I have a list of items, and I want to have each item emitted with a delay.

It seems the Rx delay() operator just shifts the emission of all items by the specified delay, not each individual item.

Here's some testing code. It groups items in a list. Each group should then have a delay applied before being emitted.

Observable.range(1, 5)
    .groupBy(n -> n % 5)
    .flatMap(g -> g.toList())
    .delay(50, TimeUnit.MILLISECONDS)
    .doOnNext(item -> {
        System.out.println(System.currentTimeMillis() - timeNow);
        System.out.println(item);
        System.out.println(" ");
    }).toList().toBlocking().first();

The result is:

154ms
[5]

155ms
[2]

155ms
[1]

155ms
[3]

155ms
[4]

But what I would expect to see is something like this:

174ms
[5]

230ms
[2]

285ms
[1]

345ms
[3]

399ms
[4]

What am I doing wrong?

Answer 1

The simplest way to do this seems to be just using concatMap and wrapping each item in a delayed Obserable.
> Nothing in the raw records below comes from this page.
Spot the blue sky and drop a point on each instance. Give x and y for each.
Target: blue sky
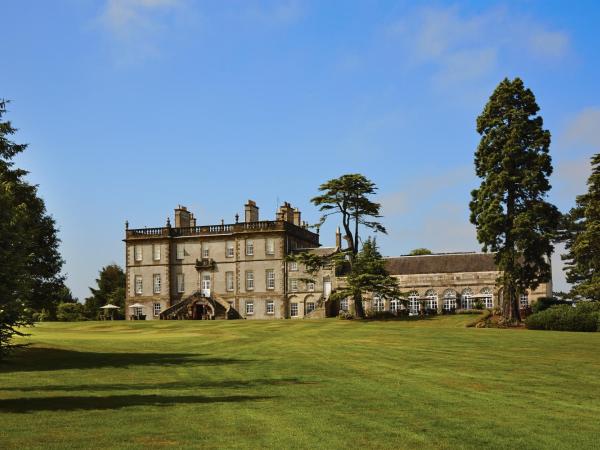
(131, 107)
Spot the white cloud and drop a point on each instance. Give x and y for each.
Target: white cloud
(135, 25)
(464, 47)
(583, 129)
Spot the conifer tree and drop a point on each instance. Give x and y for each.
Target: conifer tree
(582, 239)
(509, 208)
(29, 260)
(349, 196)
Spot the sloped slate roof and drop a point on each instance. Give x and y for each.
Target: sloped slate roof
(441, 263)
(320, 251)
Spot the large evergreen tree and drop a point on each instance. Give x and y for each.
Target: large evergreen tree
(368, 276)
(509, 208)
(582, 239)
(29, 260)
(349, 196)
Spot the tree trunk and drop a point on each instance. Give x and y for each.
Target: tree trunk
(358, 309)
(510, 302)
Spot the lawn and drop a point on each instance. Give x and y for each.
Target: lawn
(308, 384)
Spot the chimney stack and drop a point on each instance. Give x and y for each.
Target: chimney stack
(251, 211)
(182, 217)
(297, 220)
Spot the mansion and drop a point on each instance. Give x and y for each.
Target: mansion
(241, 270)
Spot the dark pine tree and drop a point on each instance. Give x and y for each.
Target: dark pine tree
(30, 263)
(509, 208)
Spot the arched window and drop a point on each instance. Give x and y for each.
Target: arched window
(431, 301)
(487, 298)
(344, 304)
(449, 300)
(413, 303)
(378, 303)
(466, 299)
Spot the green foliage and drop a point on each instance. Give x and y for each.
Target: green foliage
(582, 239)
(110, 289)
(509, 208)
(583, 317)
(420, 251)
(29, 260)
(546, 302)
(345, 315)
(348, 195)
(368, 275)
(70, 312)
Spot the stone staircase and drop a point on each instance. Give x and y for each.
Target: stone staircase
(180, 310)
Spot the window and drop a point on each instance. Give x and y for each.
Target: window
(229, 281)
(156, 283)
(413, 303)
(431, 301)
(270, 247)
(487, 298)
(229, 249)
(270, 279)
(180, 283)
(137, 249)
(467, 299)
(449, 300)
(139, 288)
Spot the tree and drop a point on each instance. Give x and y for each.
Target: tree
(368, 275)
(509, 208)
(30, 263)
(70, 312)
(348, 195)
(420, 251)
(582, 239)
(110, 289)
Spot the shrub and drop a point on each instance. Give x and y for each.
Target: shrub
(70, 312)
(544, 303)
(379, 315)
(582, 317)
(345, 315)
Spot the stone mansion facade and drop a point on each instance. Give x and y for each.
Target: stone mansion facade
(241, 270)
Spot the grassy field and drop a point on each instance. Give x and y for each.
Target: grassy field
(308, 384)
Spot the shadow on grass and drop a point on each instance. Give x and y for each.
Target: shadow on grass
(44, 359)
(174, 385)
(73, 403)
long startTime = System.currentTimeMillis();
Observable.range(1, 5)
        .concatMap(i-> Observable.just(i).delay(50, TimeUnit.MILLISECONDS))
        .doOnNext(i-> System.out.println(
                "Item: " + i + ", Time: " + (System.currentTimeMillis() - startTime) +"ms"))
        .toCompletable().await();

Prints:

Item: 1, Time: 51ms
Item: 2, Time: 101ms
Item: 3, Time: 151ms
Item: 4, Time: 202ms
Item: 5, Time: 252ms

Answer 2

One way to do it is to use zip to combine your observable with anInterval observable to delay the output.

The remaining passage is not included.